Sent from Verticalsports.com Free App


----------



## savatage (Aug 5, 2014)

i thought it was pathetic...they know that the network isn´t the money maker they thought it would be and they try to shove it into the fans face at every opportunity


----------



## Raaven (Feb 14, 2006)

*WWE Network mention count for last night*

https://www.youtube.com/watch?v=VCUzAts4ifs Don't know if it's already been posted somewhere but last night was a 3 hour infomercial. Complete garbage aside from Dean Ambrose IMO. Personally the plugging had the reverse effect for me. Seriously debating on rather I'll re-up or not. I don't care if they were "trolling" or not, you don't treat your audience like idiots.


----------



## RabbitHole (Mar 4, 2014)

*Re: WWE Network mention count for last night*



Raaven said:


> https://www.youtube.com/watch?v=VCUzAts4ifs Don't know if it's already been posted somewhere but last night was a 3 hour infomercial. Complete garbage aside from Dean Ambrose IMO. Personally the plugging had the reverse effect for me. Seriously debating on rather I'll re-up or not. I don't care if they were "trolling" or not, you don't treat your audience like idiots.

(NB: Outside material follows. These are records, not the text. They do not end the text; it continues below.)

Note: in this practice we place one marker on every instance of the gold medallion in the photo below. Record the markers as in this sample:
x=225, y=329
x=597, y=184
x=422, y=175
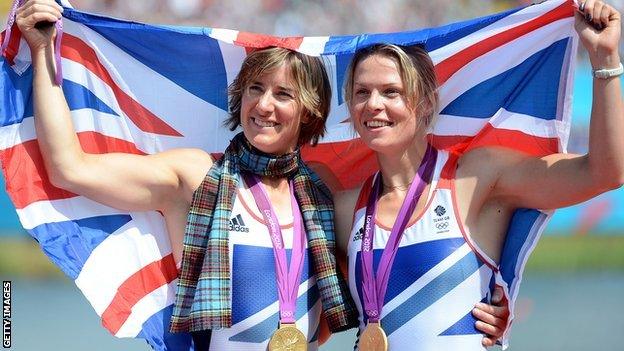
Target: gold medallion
x=373, y=338
x=288, y=338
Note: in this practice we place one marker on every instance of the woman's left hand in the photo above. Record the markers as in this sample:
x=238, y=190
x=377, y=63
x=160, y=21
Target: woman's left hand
x=598, y=25
x=493, y=318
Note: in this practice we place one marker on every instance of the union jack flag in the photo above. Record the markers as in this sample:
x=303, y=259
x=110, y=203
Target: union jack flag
x=505, y=79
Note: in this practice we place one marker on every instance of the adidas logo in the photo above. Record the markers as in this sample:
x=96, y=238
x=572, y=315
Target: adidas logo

I'm having a tough time coming to grips with why this bothers people. Damien Sandow can come out and call the audience dumb, ADR can call you a peasant, but Triple H mockingly plugs the WWE Network for only $9.99 and that insults you? It's scripted! He's a heal, of course he should treat the audience like idiots!


----------



## 5 Star Giulia ⭐⭐⭐⭐⭐ (Apr 21, 2014)

*Re: WWE Network mention count for last night*



RabbitHole said:


> I'm having a tough time coming to grips with why this bothers people. Damien Sandow can come out and call the audience dumb, ADR can call you a peasant, but Triple H mockingly plugs the WWE Network for only $9.99 and that insults you? It's scripted! *He's a heal,* of course he should treat the audience like *idiots*!


:jordan


----------



## Vårmakos (Dec 19, 2006)

*Re: WWE Network mention count for last night*

Holy fuck.


----------



## Raaven (Feb 14, 2006)

*Re: WWE Network mention count for last night*

Wasn't necessarily Trips doing it, Like you said, he's heel, he's supposed to piss me off. But it's that everybody down to cole, lawler and JBL, were plugging it all night. For the record they are grossly misusing Sandow. I love the guy. ADR can leave forever for all I care, completely irrelevant to me personally.


----------



## kokepepsi (Mar 22, 2011)

*Re: WWE Network mention count for last night*

Cole can't say WWE correctly
:maury

surprised it wasn't over 50
Close though


----------



## philip3831 (Mar 6, 2009)

I like how HHH did it. He knows everyone hates the shilling, so he does it to get heat. It is better than hearing Lawler and Cole do it.

Sent from Verticalsports.com Free App


----------



## A-C-P (Jan 5, 2010)

*Re: WWE Network mention count for last night*

That drinking game kicked my ass last night that's for sure. Not sure how many subscriptions the WWE sold but Jack Daniels made some extra $9.99's


----------



## philip3831 (Mar 6, 2009)

The King of Kings of trolling. HHH trolling is the best trolling. Well played, Game.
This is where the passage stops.